Q: What's your strategy for making Euro Disney profitable?
A: The vision for the company is to grow by taking advantage of underlying European trends, of higher spending on leisure, more leisure time, growth of the short-break destination leisure market.

Q: How do you plan to do that?
A: The theme-park business is one in which initial investment is very high, and so we are a company that has a lot of debt. We took on debt to establish our base, and when we negotiated our second park, we were able to greatly reduce our debt burden, by reducing the interest rate on that debt. So, this is one step. But suffice it to say, this is a long-term project.

Q: What is the percentage of your royalty payments to Walt Disney Co.?
A: It's 2% of gross revenues. The licensing fee is the royalty, and then there is the management fee, which is 1%. You can think of the royalties as what Disney is best known for, the intellectual property. That is, the characters, but also unlimited access to future Disney characters and theme-park-specific themes that are developed in the U.S., such as the Fast Pass System. Then the management fee is for the savoir faire, and the sharing and access to information.

Q: How will the second park improve your prospects?
A: You raise revenue either by increasing volume or, more importantly in terms of profit, by increasing visitor spending at the park. As we expand our entertainment offering, we expand two things: length of stay from the existing base, but also attracting new guests. In the business we are in, you get to capitalize on all of the infrastructure. With the opening of the second park, we will go from 12.5 million to 17 million attendance, which is certainly within our expectation. So, if you ask, is the second park going to change the profit curve? Absolutely. This is where we start to see the future.

Q: Any plans for a third park?
A: Yes. I am sure we will have a third park. If you ask me when, I cannot say exactly when.

Q: What countries do you draw the most visitors from?
A: France, Benelux, and in the southern part of England. For me, the opportunity is now to take the rest of Europe and to bring it up to that same level. So, that's Germany, that's Northern Europe, Scandinavia, that's other parts of the U.K., Spain, Italy, where we certainly have guests. We have guests from all over Europe. But there are places where we could do better.

Q: How do you plan on doing that?
A: First is to rely even more strongly on the Disney heritage, to reinforce in our communications that first and foremost Disneyland Paris is about Disney's characters and stories. No. 2, by being diligent in the translation of that emotion in our communications to each country in Europe. Thirdly, travel alliances and partnerships. In terms of our partners -- which are airlines, railroads, as well as tour operators -- there is a very big consolidation going on. You will see us aligning ourselves so that we are best positioned to be served in every country by trusted, on-the-ground, close-to-home tour operators.
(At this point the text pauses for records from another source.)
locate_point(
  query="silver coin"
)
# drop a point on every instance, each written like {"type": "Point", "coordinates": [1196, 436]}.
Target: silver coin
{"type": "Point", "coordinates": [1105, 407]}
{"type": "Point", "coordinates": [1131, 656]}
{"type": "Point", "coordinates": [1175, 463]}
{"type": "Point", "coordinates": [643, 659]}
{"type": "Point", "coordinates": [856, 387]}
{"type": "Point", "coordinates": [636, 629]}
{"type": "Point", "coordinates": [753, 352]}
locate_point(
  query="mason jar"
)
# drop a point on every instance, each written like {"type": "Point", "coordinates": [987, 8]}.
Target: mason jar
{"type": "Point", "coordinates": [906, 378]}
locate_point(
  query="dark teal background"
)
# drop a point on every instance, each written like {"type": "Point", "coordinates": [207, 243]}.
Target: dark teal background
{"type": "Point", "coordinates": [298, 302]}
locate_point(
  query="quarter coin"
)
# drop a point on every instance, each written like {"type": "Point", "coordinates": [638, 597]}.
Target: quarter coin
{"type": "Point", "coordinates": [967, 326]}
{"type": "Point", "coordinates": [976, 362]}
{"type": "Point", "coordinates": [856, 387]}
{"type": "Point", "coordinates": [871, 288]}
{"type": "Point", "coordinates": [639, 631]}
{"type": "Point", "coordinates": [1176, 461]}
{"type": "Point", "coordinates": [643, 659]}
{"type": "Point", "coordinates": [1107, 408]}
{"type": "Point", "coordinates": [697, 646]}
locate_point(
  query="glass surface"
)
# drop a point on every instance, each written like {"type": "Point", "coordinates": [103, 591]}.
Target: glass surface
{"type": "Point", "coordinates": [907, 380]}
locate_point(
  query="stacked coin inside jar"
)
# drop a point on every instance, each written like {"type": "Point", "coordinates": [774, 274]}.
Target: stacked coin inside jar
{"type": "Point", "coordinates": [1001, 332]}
And lastly, to be a strong player on the Internet. This is the newest aspect of attracting guests and reaching them in the most comfortable place in the world for them, which is at home in front of their PC, with an attractive Internet site that has what people expect of Disney.

Looking and getting information and touching a little of the magic electronically through the Internet. It is the fundamentals of our marketing strategy. This interactive site is under development. I would hope that by the end of the calendar year, we will be in a position to sell directly on the Web.

Q: Any other projects in the works?
A: Just as we've talked about the second Disney park making Disneyland Paris as a destination more appealing, you can be sure that the international mall, which will open this fall, will reinforce this impact. Recreational retailing is an essential part of most people's holiday plans. We are aggressively seeking partnerships in the development of additional hotel rooms around the site. This will continue to enhance ease and comfort for visitors, by enhancing their ability to stay very close to the park.